Recuerdo y gesto |
Mi
primo Juan Ramón fue a lo largo de toda su vida un individuo de abundante
mala suerte y larga pobreza. Aferrado al campo, siempre se resistió a
vivir en el pueblo. El necesitaba abrir la puerta y ver lejos, llenarse de
verde y que los pájaros del montecito cercano le golpearan los oídos con
sus cantos. A tal punto llegaba su rechazo al pueblo, que cuando se hacía
imperioso ir, una semana antes ya andaba "alunao". Recuerdo bien
las visitas que hacía de mañana temprano, con el caballo atado al árbol
de la vereda y sus prendas paisanas oliendo a pasto. Esta
vez rompió con la costumbre y llegó con la caída del sol, casi entre
dos luces, justo en los momentos previos a que se formalizara la rueda de
vecinos. Era una muy arraigada tradición barrial: sentarse en la vereda y
desgranar en palabras, historias y sucedidos. Todo
se entremezclaba con largos silencios que eran parte de las narraciones
mismas, del mismo modo que la braza de los cigarros que brillaban aquí y
allá. Por
lo general los vecinos, a partir del primero que se ubicaba, iban
cruzando, cada uno cargando su silla hasta formar una rueda. Estas se
armaban sobre la base de dos semicírculos, quedando hombres y mujeres en
sus mitades correspondientes.
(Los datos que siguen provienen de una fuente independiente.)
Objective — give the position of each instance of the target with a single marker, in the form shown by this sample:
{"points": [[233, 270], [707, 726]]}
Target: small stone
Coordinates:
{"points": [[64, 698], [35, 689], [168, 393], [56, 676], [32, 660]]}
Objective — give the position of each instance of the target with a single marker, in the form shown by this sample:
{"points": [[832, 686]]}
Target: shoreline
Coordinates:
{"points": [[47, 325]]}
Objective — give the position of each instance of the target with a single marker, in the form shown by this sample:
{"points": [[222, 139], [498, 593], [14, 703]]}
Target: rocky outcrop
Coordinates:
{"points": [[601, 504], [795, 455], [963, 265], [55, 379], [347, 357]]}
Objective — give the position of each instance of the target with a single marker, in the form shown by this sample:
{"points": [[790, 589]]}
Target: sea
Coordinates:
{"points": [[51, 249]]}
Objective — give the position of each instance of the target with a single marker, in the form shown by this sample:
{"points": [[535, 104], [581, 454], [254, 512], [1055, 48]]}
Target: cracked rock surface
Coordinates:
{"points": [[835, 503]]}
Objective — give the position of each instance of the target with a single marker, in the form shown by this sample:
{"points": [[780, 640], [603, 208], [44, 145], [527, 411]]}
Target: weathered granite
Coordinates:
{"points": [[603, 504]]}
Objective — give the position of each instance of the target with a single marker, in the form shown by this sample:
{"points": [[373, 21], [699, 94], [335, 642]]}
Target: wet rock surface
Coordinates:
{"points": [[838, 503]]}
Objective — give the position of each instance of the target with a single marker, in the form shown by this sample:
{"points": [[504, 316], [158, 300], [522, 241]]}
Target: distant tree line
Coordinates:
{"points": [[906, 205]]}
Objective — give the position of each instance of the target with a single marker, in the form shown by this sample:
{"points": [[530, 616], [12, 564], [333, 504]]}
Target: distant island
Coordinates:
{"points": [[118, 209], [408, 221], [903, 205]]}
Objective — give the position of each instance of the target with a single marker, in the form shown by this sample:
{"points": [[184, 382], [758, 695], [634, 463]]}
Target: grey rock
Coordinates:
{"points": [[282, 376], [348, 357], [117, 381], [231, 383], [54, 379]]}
No
era de extrañar entonces que permanentemente se encontraran dos temas
circulando. Cuando llegaba a los bordes preestablecidos retrocedía
respetuoso del otro tema que hacía lo propio. Eran pocas las veces en que
se cruzaban, se fundían en uno sólo y se enriquecían mutuamente. Si
a alguno le había ido bien en la quiniela, traía una botella de caña
preparada que se vaciaba despacio en los vasos. Ello le daba un ligero
sentido de fiesta a los encuentros. Los
gurises, comamos en la vuelta un rato, consumíamos energía con la
satisfacción de quien gasta sabiéndose infinitamente rico. El final era
siempre igual, terminábamos presos de aquella red de voces. Esa
nochecita, la conversación enancada en el recuerdo fue derivando a las
gestas revolucionarias que estaban afincadas en la memoria colectiva. Uno
tras otro iban pasando los nombres repetidos cientos de veces que
representaban el orgullo y el coraje. No importaba que en la rueda
estuvieran blancos y colorados, los igualaba su condición de vecinos y la
adhesión al culto heroico representado por aquellos hombres que con lanza
o fusil habían arado la historia para sembrarla. Juan
Ramón se integró con naturalidad a ese especial escenario. Su cabeza
pronto iba de un lado a otro siguiendo el hilo de los relatos y moviendo
levemente el cuerpo de manera de quedar de frente al narrador de turno. Desde
chico había sido seducido, en los galpones, por ese clima que imaginaba
se respiraba en las gestas. El también tenía qué contar, mostrar que
había sido parte de la historia brava escrita en las cuchillas, a lomo de
caballo y chuza en mano. Esperó
paciente uno de los frecuentes silencios. Cruzó las piernas y sostuvo la
bota izquierda con su mano derecha. Acomodó con la lengua el cigarro
pegado a uno de sus labios y dio dos pitadas rápidas que reavivaron la
punta roja. Mientras
el fuerte olor del tabaco cruzaba el aire se largó a hablar, con voz baja
y lenta. Necesitaba concentrarse en el narrar, en el desplegar el arte de
"contador de sucedidos". Por eso entrecerraba los ojos y buscaba
en el aire las imágenes. -Yo
nací el 10 de setiembre, el mismo día que murió Saravia. De haber
estado en Masoller, él de seguro no hubiera muerto. Habría parado esa
bala con mi propio cuero, sí señor... En las casas de mis padres se
hablaba siempre de ese tiempo, ¿se acuerda tío? Trabajaba entonces
Nepomuceno, aquel pardo flaco y largo, el que le cuidaba el parejero...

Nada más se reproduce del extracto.